AI learning dataset full of Japanese video game voice lines sparks controversy
Since the emergence of image-generating AI such as ‘Midjourney’ and ‘Stable Diffusion,’ the concept of AI-generated content has led to widespread global attention, also bringing concerns about unauthorized machine learning. Recently, a dataset called MoeSpeech, hosted on Hugging Face, a platform that hosts datasets for machine learning, has caused controversial reactions in the Japanese community as it compiles the voices of numerous Japanese voice actors.
MoeSpeech is a dataset that contains approximately 363,000 voice files from 449 video game characters, totaling about 581 hours and 343GB. (source: Hugging Face) However, because it contains predominantly lines by Japanese voice actors, it has become a focal point of discussion in both technological and legal circles within Japan.
The dataset has received mixed reactions from the public. Some question the legality of extracting game data for AI analysis in the first place.
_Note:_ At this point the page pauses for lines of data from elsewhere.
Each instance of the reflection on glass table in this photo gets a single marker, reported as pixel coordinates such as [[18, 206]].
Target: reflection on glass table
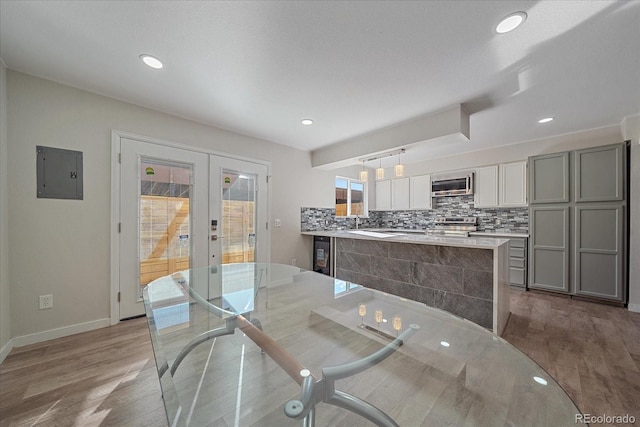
[[270, 344]]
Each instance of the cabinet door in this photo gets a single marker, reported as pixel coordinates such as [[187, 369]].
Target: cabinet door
[[549, 254], [599, 173], [400, 193], [383, 195], [598, 252], [420, 187], [486, 187], [549, 178], [513, 184]]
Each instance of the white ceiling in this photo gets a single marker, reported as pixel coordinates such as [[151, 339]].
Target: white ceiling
[[354, 67]]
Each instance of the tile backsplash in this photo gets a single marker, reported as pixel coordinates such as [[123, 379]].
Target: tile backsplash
[[496, 219]]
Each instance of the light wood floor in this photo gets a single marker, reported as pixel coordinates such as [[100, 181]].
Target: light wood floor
[[108, 376]]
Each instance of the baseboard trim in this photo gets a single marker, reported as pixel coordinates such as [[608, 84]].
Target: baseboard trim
[[60, 332], [4, 352]]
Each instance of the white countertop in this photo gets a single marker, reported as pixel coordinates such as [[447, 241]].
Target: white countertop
[[505, 234], [411, 236]]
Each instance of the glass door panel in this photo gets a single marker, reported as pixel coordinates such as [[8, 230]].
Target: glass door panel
[[165, 219], [238, 217]]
Others suggest that the legality of such datasets reflects problematic aspects of current copyright laws.
The heart of the controversy lies in the dataset’s creation and usage. Experts such as Taichi Kakinuma, a lawyer specializing in AI and a board member of the Database Society of Japan, have further explored the legal case.
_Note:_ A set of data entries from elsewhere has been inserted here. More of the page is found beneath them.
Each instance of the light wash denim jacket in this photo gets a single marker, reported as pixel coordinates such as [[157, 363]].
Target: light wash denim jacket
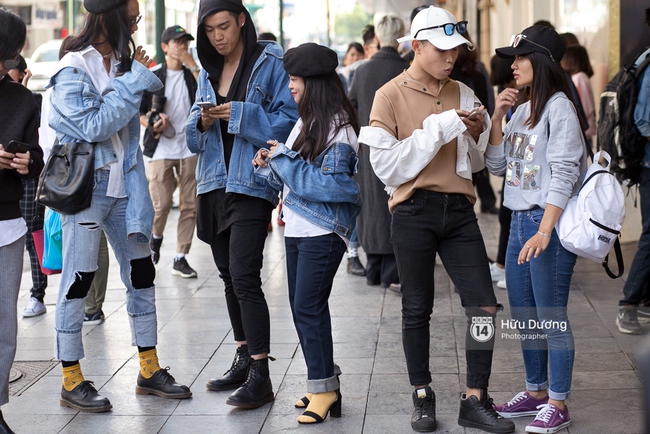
[[269, 113], [322, 191], [79, 112]]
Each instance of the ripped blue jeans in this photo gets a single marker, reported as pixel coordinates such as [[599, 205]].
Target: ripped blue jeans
[[81, 234]]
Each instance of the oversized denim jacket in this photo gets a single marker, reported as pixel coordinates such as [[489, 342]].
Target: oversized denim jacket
[[269, 113], [79, 112], [321, 191]]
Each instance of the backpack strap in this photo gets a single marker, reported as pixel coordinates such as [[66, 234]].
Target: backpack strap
[[619, 260]]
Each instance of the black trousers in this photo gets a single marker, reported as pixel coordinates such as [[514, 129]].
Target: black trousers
[[426, 224], [238, 252]]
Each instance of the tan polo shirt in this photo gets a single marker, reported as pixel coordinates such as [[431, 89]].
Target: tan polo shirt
[[400, 107]]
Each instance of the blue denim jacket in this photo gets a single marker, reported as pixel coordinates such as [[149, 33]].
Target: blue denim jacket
[[269, 113], [80, 112], [321, 191]]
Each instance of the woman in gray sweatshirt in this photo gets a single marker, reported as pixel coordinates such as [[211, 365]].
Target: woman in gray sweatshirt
[[542, 153]]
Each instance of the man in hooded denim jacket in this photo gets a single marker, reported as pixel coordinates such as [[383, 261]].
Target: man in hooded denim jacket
[[246, 83]]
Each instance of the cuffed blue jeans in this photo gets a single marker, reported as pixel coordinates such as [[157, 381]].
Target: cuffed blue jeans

In this case, it seems that there are three types of rights involved:
- Copyright of the script, arising from the scriptwriter (or similar).
- Neighboring rights related to the performance of the voice actor.
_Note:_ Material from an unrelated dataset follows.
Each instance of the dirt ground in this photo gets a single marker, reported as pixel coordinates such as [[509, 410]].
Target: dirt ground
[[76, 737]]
- Publicity rights related to the voice of the voice actor.
The key question is the application of Article 30-4 of the Copyright Law, which applies when using data for the purpose of “information analysis.” This law allows for replicating copyrighted data for machine learning purposes, provided it’s not for enjoyment. Thus, the creation and public transmission of such datasets are principally covered by this article.
However, the issue is whether the act of creating and transmitting the dataset coexists with an “enjoyment purpose,” which would make the law inapplicable.
In this regard, Hugging Face has claimed:
“To prevent usage for enjoyment purposes, the following measures have been taken:
- Hiding game names and character names, not categorizing by games, and using random alphanumeric names for character identifiers.
- Randomizing the order of voice files in each character folder to prevent the identification of the sequence of lines.”
(translated into English, original version via Hugging Face)
However, the biggest area of debate is on publicity rights. Publicity rights, recognized in the Pink Lady Supreme Court decision on February 2, 2012, define the exclusive right to use one’s name, portrait, and so on to attract customers. This includes the voice, especially for voice actors or celebrities. Not all uses of such ‘portraits’ violate publicity rights, but potential unauthorized use of a voice actor’s identifiable voice could potentially constitute an infringement.
Regardless of the debate around legality, other people have commented on the ethical concerns of such technology, such as the harm it can cause to voice actors’ livelihoods.